> only a smallish subset of wireless headsets support it.
That was true a couple of years ago. Now apt-x support is pretty common even in $20 niche. You can buy FiiO BTR3 for $50 (at Taobao), and it supports everything from apt-X (HD and LL) and LDAC (contributed to the Android Open Source Project by Sony) to Huawei HWA, works as USB-DAC too, and you can plug your favorite headphones into it.
It's flat untrue, too. You can hear audio latency nearly down to single-digit milliseconds. In fact, there's a fun recording trick where you duplicate a track, pan it hard left and the original hard right, and then delay one by 10ms. (They get heard as two separate parts even though they're completely identical.)
Yeah that's probably fine.

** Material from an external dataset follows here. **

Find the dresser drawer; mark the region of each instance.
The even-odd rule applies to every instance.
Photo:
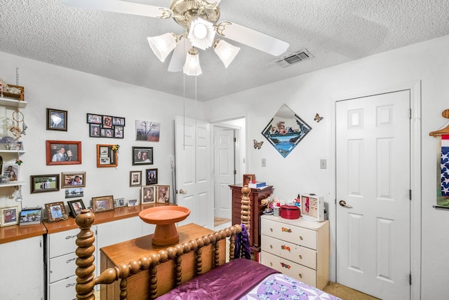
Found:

Humans have some sync tolerance because speed of sound is so low. Something 15m away will have 44ms delay of the sound compared to the vision.
But there are other areas where tolerance matters more I think. Say you press a key and sound comes either after 5ms or after 50 ms. I think that would be noticeably different.
Interestingly, I use Bluetooth headphones with my TV and I have never noticed issues with audio/video sync. Have modern Bluetooth stacks reduced the problem or is the TV compensating for the latency by delaying the video?
"100ms" probably comes from the long distance telephony investigations into round-trip time. If I remember correctly, 100-ish ms RTT was when people would start to notice the delay, and conversations became very difficult above ~200 ms. As a result, a lot of telephony hardware tries to keep latencies under that limit.
The brain obviously notices far smaller latencies.
Not to mention Apple’s beef with Qualcomm means we’ll probably never see apt-X support in an iPhone.